The Both/And is not "good mix and cheap mix" — it is "coherent mix and honest mix." Ryanair is brutally honest with its customers about what they will and will not receive. That honesty is a form of mix integrity. It aligns expectation with delivery, and it releases the customer from the disappointment that afflicts every passenger on a discount flight advertised with premium imagery.

Michael O'Leary, asked in 2023 what the secret of Ryanair's longevity was, told RTÉ: "We never pretended to be what we weren't. That's all of it." The The synthesis of that line is that honesty itself can be a mix strategy. A mix that tells the customer the truth is a mix the customer will forgive for its roughness, because the customer is never being deceived about what they are buying. A mix that promises more than it delivers — however polished — is a mix that generates resentment, because the customer was led to expect something else.


Questions for Reflection

  • Ryanair's 2013-2015 "Always Getting Better" softening was a deliberate response to customer complaints, and it temporarily improved satisfaction scores. Was it a mistake in retrospect, or was the partial reversal in 2018-19 also a mistake? What metrics would you use to judge?

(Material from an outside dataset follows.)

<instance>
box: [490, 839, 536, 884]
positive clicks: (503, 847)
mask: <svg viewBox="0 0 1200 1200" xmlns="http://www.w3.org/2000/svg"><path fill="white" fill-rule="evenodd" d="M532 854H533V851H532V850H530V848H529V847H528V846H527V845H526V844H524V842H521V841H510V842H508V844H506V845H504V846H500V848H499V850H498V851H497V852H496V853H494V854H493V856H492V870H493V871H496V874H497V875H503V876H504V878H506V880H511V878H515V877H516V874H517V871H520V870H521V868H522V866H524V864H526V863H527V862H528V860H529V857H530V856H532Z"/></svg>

  • Ryanair's 46% customer satisfaction score in 2019 was the lowest of any European major airline, yet Ryanair was simultaneously the largest and most profitable. How should F6 students reconcile the conventional view that customer satisfaction drives long-term profitability with cases like this one?

  • Michael O'Leary's public provocations are a deliberate earned-media strategy. At what point does a provocation cross the line from "productive controversy" to "brand damage" — and how would you, as a CMO, define the line in advance?

  • Ryanair flies from Paris Beauvais, 85 km from central Paris. A full-service competitor could argue that this is not a "Paris flight" at all. Is the consumer being misled, or is the mix making a legitimate positional claim? How do you decide?

  • EasyJet has been unable to close the cost gap with Ryanair despite operating in the same category. If you were hired as CEO of EasyJet tomorrow, would you attempt to match Ryanair's mix discipline directly, or would you abandon price competition and reposition? What mix consequences would each choice entail?